Allora Zumi, qual è la prima cosa che un perfetto sconosciuto dovrebbe sapere di te?
Sono una persona reale. Non c’è finzione in me. Quello che vedi è quello che sono. Sai, la gente mi chiede spesso: “C’è una differenza tra la vera Zumi e quella che vediamo su Instagram?” Ecco, no, sono sempre io. Alessandro [Michele, Direttore Creativo di Gucci che l'ha scelta come musa per la sua nuova linea di borse Gucci Zumi, NdA] l’ha capito immediatamente. Ed è la cosa più bella di tutto questo progetto: lui e Gucci hanno voluto celebrare la mia personalità senza compromessi di alcun tipo.

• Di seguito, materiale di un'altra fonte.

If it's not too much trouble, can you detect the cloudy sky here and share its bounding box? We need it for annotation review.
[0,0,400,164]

Viviamo in un mondo in cui osserviamo le vite degli altri attraverso uno schermo. È come se ci fosse un filtro tra i nostri occhi e tutto il resto. Questo meccanismo riguarda anche il modo in cui fruiamo di arte, musica e media in generale, e va ad appiattire le esperienze che abbiamo davanti. Non fraintendermi: credo ci sia una profonda bellezza in chi sceglie di presentare solo una parte di sé sui social media, o addirittura una persona completamente diversa da quella che si è nella vita reale. È figo. Tuttavia, quando si parla di me e del modo in cui scelgo di presentarmi, ho la sensazione che la gente abbia un’idea poco chiara del concetto di celebrità e voglia un mondo mercificato. Il fatto che Gucci elevi l’artista e la sua arte al massimo livello è encomiabile—perché credimi, Alessandro è ossessionato dall’arte, è uno storico e riesce a mettere tutto ciò nei suoi abiti.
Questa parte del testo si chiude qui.